Well, I suppose it’s high time for a Rant, don’t you think? Given the amount of time that I have wasted on AWS account management in the past month, I thought I’d write about how little enthusiasm I have for that platform right now.
I wanted to step outside my usual box and use an S3 bucket to store public weather data that I’m scraping out of wunderground.com. Utimately I want to create some Shiny apps that use this data and I wanted it to be publicly available and easy to access. So I setup a quick and dirty R scraper on a Raspberry Pi that pulls hourly weather obs from a small set of stations around the country and writes it into an S3 bucket as an RDS file.
Public Access “Bad”
The 1st problem I hit was that Amazon didn’t like that I had made my S3 bucket object publicly acessible. I wanted it to be only writable by me, but readable by “All”. I set the permissions for that and tested that it worked and shutdown for the day. The next morning I had an open ticket from AWS Support telling me that I needed to lock down my account. They didn’t give me any specifics, but I also saw that my bucket object was no longer accessible by URL link anymore.

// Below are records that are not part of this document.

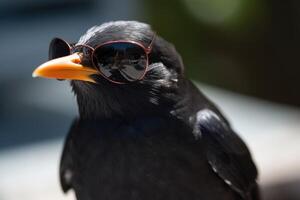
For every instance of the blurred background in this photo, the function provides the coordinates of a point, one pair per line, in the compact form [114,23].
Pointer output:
[242,53]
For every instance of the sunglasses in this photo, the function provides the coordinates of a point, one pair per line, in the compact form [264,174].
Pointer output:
[119,61]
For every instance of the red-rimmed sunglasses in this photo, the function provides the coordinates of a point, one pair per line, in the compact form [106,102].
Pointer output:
[119,61]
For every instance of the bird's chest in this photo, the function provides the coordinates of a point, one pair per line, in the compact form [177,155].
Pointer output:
[137,162]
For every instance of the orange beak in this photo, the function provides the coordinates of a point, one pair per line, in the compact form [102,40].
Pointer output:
[67,67]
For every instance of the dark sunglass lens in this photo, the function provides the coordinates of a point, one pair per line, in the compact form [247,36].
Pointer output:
[121,62]
[58,48]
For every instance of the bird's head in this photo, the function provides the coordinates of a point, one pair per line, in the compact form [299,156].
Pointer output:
[117,68]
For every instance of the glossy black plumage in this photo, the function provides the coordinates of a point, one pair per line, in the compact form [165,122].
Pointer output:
[158,138]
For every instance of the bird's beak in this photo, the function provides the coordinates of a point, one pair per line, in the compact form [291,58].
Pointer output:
[67,67]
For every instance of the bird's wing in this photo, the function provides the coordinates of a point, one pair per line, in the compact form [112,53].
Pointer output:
[226,153]
[66,163]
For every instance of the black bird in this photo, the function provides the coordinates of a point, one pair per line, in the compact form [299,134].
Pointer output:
[144,130]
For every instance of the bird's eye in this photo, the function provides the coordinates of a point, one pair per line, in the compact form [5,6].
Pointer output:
[121,62]
[58,48]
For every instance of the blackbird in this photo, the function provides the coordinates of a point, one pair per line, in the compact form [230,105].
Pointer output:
[144,131]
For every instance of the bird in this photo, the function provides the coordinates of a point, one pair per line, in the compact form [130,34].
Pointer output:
[144,130]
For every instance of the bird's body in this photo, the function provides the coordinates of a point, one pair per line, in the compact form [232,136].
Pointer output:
[158,138]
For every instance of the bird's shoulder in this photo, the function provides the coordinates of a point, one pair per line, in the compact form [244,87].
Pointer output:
[226,153]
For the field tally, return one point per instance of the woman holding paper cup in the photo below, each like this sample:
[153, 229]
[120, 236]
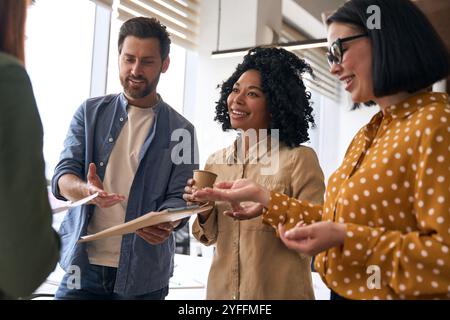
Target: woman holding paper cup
[384, 231]
[266, 92]
[28, 244]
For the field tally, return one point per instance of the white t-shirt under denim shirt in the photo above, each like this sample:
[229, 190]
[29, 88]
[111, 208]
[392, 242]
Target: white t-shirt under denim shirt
[119, 175]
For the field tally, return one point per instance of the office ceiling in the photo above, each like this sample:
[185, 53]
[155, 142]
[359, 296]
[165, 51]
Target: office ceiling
[316, 7]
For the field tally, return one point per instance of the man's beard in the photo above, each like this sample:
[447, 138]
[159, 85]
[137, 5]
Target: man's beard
[139, 93]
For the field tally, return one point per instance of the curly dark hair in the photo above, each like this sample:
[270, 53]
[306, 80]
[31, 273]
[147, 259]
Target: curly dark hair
[287, 100]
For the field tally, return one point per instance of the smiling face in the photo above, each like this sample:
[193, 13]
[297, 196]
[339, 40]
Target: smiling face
[247, 103]
[140, 67]
[355, 71]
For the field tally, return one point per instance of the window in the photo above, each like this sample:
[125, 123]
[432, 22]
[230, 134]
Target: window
[58, 57]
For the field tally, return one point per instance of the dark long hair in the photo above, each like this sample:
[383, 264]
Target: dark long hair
[408, 54]
[12, 27]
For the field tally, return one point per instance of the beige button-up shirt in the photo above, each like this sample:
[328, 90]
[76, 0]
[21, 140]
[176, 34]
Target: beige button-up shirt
[250, 262]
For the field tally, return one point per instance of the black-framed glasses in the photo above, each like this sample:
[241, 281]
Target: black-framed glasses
[335, 52]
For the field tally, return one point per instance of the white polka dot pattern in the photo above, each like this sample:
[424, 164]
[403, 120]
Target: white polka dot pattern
[393, 193]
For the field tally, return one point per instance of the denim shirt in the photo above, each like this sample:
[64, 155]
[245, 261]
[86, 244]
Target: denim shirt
[158, 184]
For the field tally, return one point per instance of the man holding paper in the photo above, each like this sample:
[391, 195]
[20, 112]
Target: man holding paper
[121, 147]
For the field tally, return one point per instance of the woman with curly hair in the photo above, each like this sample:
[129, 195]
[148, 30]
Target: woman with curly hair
[265, 93]
[384, 231]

That saga ended after I set the entire bucket (not just the object) to have the permissions I wanted. The need for this was described in a pretty opaque way, but after some trial and error, it seemed to work.
Account Login Hell
This morning I went to pull the RDS file and saw that it hasn’t been written to in a couple days. I ran the update script manually and say that it was getting an error saying that the auth credentials are bad. Now these are a key and secret combo that are passed in by the S3 connection library and hadn’t changed since I set the bucket up. So I tried to login to the AWS Management Console and received a message saying that my account had been supended.
After creating 3 issue tickets explaining that, “no, I have not forgotten my acct password” and being told, “for security reasons we cannot tell you why the account was suspended”, I think I have come up with a solution.
Don’t Use AWS
For what I’m trying to do, it’s clear AWS is overkill and unnecessary. I will find another way to make this work and in fact, if I could login to my AWS account, the 1st thing I would do is close it. However, this has been a good learning lesson for me though.
- Don’t rely solely on AWS (or probably ANY cloud based storage) to safeguard your data. I’ve lost 1 month’s worth of hourly weather data because I didn’t write out a local copy of the data every time I updated it. That was dumb on my part.
- Provisioning and administration of AWS accounts is just as much a task (maybe more even) than accessing and using the S3 objects in code. I should have known this already after some EC2 work I did 10 years ago, but I had forgotten.
- Amazon can piss off. Really, there are better things for me to do that fight this any further.